2. Intel® Core™ and Atom™ family Processors and Heterogeneous Processing Architecture

3. Introduction

4. Model

5. Memory requirements

6. Implementation – TBB+OpenMP+OpenCL

7. Performance results

8. Conclusion

9. About the author

10. References

1. Abstract

Most image and video effects consist of two or more stages. Software developers often execute them sequentially, one by one. The easy way to performance tune for such algorithms is to optimize each stage separately using vectorization, multi-threading and/or graphics offload. But, processing of the stages still happens sequentially. The Intel® processor provides multiple opportunities to offload and process the algorithms in parallel for the best performance with optimum power usage. Developers can always optimize an algorithm for one device (e.g. CPU or Intel® Processor Graphics), however they ignore significant performance increases by not using other processing components on the chip. Things get more complex if the application distributes the workload among different devices and while processing in parallel. In this article we will review an efficient method to use all available resources on Intel® CPUs via software pipelining CPU and OpenCL code.

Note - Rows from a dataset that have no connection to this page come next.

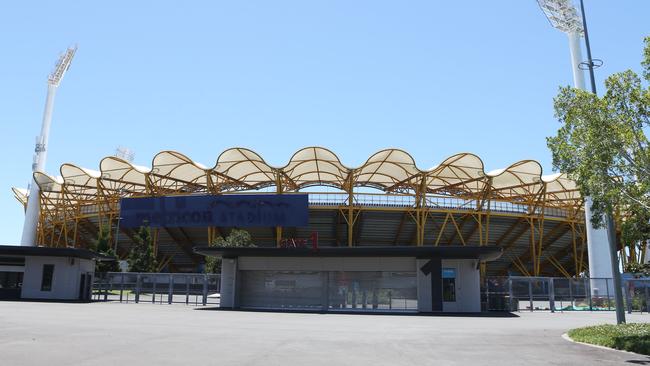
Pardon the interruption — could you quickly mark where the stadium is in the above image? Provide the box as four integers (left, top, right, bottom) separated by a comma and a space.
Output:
13, 147, 587, 277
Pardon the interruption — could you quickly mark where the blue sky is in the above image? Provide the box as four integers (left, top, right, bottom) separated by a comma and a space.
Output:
0, 0, 650, 244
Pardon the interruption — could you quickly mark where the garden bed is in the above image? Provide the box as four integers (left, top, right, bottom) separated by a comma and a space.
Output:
569, 323, 650, 355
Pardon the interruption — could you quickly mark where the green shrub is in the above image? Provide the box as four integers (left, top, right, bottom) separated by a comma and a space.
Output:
569, 323, 650, 355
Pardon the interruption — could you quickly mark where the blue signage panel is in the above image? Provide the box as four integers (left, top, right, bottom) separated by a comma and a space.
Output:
120, 194, 309, 228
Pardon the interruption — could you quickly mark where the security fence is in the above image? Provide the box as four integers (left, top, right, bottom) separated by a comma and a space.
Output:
93, 272, 221, 305
481, 277, 650, 313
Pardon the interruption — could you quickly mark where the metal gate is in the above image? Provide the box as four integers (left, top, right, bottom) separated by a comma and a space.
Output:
481, 276, 650, 313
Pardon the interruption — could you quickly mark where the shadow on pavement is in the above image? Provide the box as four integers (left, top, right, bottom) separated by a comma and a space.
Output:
194, 306, 519, 318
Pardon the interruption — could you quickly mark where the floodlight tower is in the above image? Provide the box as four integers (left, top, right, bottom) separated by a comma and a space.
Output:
537, 0, 625, 324
537, 0, 585, 90
20, 46, 77, 246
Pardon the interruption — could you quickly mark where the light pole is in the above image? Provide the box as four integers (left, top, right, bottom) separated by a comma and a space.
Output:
113, 217, 122, 255
20, 46, 77, 247
537, 0, 625, 324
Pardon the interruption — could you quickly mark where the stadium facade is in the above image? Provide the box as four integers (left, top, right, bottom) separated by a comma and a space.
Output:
13, 147, 587, 277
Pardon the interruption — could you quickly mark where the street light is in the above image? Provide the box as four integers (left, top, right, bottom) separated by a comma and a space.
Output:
537, 0, 625, 324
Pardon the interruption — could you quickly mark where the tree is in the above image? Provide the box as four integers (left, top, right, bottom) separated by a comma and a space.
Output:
204, 229, 256, 273
91, 226, 120, 273
127, 226, 158, 272
547, 37, 650, 264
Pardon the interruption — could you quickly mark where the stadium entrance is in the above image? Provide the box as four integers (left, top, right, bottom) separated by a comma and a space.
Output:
195, 246, 501, 312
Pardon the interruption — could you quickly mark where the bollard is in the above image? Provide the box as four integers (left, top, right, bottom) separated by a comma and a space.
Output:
167, 273, 174, 304
508, 277, 519, 311
528, 278, 534, 313
151, 275, 158, 304
120, 273, 124, 302
135, 273, 140, 304
548, 278, 555, 313
185, 276, 190, 305
203, 274, 208, 306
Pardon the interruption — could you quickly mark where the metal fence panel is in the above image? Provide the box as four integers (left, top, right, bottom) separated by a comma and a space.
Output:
93, 272, 221, 306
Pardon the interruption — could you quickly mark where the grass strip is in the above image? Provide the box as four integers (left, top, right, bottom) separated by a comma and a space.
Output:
569, 323, 650, 355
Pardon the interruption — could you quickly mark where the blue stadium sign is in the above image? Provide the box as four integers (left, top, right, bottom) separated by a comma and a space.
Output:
120, 194, 309, 228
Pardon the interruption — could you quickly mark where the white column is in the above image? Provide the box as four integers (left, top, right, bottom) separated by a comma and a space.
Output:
567, 32, 585, 90
567, 32, 613, 286
585, 197, 614, 296
20, 83, 56, 246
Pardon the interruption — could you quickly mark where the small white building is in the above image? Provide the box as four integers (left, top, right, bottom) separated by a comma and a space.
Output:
0, 245, 114, 301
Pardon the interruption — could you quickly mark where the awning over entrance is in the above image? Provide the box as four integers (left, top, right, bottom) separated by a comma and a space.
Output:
194, 246, 503, 262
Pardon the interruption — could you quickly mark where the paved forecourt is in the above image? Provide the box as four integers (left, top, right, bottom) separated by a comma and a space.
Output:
0, 302, 650, 366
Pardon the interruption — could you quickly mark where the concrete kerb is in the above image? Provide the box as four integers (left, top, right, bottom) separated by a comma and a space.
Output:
562, 333, 650, 359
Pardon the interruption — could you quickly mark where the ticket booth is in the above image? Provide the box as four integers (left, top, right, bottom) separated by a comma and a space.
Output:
0, 245, 115, 301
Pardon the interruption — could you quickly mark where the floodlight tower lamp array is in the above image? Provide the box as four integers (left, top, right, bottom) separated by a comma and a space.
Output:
537, 0, 585, 90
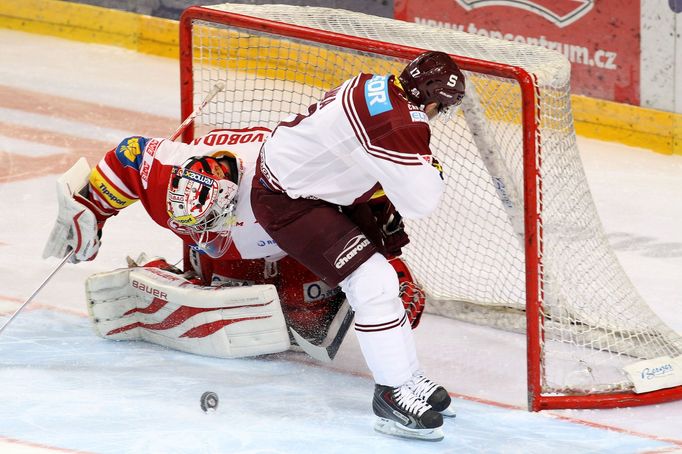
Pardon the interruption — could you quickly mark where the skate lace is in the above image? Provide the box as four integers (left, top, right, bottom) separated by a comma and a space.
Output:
406, 372, 438, 400
393, 385, 431, 416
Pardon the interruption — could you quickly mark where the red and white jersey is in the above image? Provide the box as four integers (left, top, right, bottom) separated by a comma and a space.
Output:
89, 127, 282, 259
260, 74, 443, 218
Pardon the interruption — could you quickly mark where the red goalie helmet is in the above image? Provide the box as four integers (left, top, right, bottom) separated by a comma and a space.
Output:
166, 156, 239, 257
398, 51, 465, 112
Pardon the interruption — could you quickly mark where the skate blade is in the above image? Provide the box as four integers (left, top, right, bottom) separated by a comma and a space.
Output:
374, 418, 444, 441
438, 403, 457, 418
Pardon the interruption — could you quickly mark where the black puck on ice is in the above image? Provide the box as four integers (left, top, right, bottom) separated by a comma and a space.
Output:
201, 391, 218, 412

2. Intel® Core™ and Atom™ Family Processors And Heterogeneous Processing Architecture

Intel® Core™ and Atom™ processor families provide system-on-a-chip (SoC) solutions that use multiple resources for heterogeneous compute and media processing. Figure 1 shows Intel® Core™ M Processor silicon die layout.

silicon die layout
Figure 1. Silicon die layout for an Intel® Core™ M Processor. This SoC contains 2 CPU cores, outlined in orange dashed boxes. Outlined in the blue dashed box, is Intel® HD Graphics 5300. It is a one slice instantiation of Intel® Processor Graphics [7].

The Intel® microprocessors are complex SoCs integrating multiple CPU Cores, Intel® Processor Graphics, and other fixed functions all on a single shared silicon die. The architecture implements numerous unique clock domains, including a per-CPU core clock domain, a processor graphics clock domain, and a ring interconnect clock domain. The SoC architecture is designed to be extensible, and yet still enable efficient wire routing between components.Intel® Core™ M Processor SoC
Figure 2. An Intel® Core™ M Processor SoC and its ring interconnect architecture [7].

The 2nd Generation Intel® Core™ processor expanded heterogeneous media processing with the introduction of Intel® Quick Sync Video (Intel® QSV) through Intel® Media SDK [9]. These kinds of innovations continued with the 3rd Generation Intel® Core™ processor and the support of OpenCL™ 1.2. It allowed applications to do heterogeneous computing on Intel® Processor Graphics [7]. The new Intel® Core M processors added more flexibility and programming ease with OpenCL™ 2.0 support. Intel® Core™ processors already supported shared physical memory so applications shared data between the CPU and Intel® processor graphics, but OpenCL™ 2.0 shared virtual memory support allows applications to share the data structures seamlessly between two devices.

3. Introduction

Intel® processor architecture provides a cohesive environment for applications by sharing resources (e.g. caches) between the CPU and processor graphics. We will to take advantage of these features through software pipelining.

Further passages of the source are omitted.